Nello studio israeliano,12 quattro pazienti su otto hanno avuto un aumento dei titoli ASCA mentre in due pazienti i titoli sono diminuiti. L’aumento dei titoli è stato interpretato come autoimmunità crescente da Israeli et al, anche se questa scoperta deve essere interpretata attentamente considerando il piccolo numero di pazienti disponibili.12 Inoltre, i titoli anticorpali nella IBD sono generalmente stabili, in contrasto con varie altre malattie autoimmuni in cui esiste una correlazione tra attività clinica e livelli di titolo. Pertanto, è discutibile se IBD e altre malattie autoimmuni classiche possano essere confrontate.
L’evento iniziale che porta all’IBD non è ancora chiaro ma di grande interesse. La positività di ASCA è stata trovata per essere associata con una carenza in mannano che lega la lectina, una componente del sistema immunitario innato.15 La teoria che l’incidente iniziale che porta alla IBD sia un’infezione in pazienti con un difetto nel loro sistema immunitario innato è ancora speculazione. I dati di Israeli et al possono essere interpretati in due modi: o le reazioni autoimmuni precedono la malattia o una malattia subclinica latente è seguita dalla generazione di anticorpi come epifenomeno. Quale è venuto prima, la gallina o l’uovo?

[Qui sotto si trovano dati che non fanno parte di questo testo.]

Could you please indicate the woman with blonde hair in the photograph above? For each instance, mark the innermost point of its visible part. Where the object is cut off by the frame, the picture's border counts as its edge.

Circa sette decenni dopo la prima descrizione del CD, la nostra conoscenza di questa malattia è ancora limitata. Soprattutto non conosciamo il numero di casi non diagnosticati, se ci sono pazienti asintomatici, o se esiste una forma subclinica di CD, come nel caso di individui che sono positivi all’RNA del virus dell’epatite C ma hanno transaminasi normali. Da dieci a 20 anni dalla descrizione di ASCA e pANCA, il documento di Israeli e colleghi12 mostra che ASCA e pANCA precedono la diagnosi clinica di IBD. Questo studio dovrebbe incoraggiare il mondo scientifico a eseguire grandi studi in cui i membri sani positivi e negativi degli anticorpi sono seguiti per un lungo periodo di tempo. Ciò aiuterà a determinare se il CD si sviluppa più frequentemente nelle persone positive agli anticorpi rispetto a quelle che sono negative agli anticorpi. Inoltre, una regolare osservazione clinica precisa può rilevare la malattia subclinica nei pazienti positivi e negativi agli anticorpi.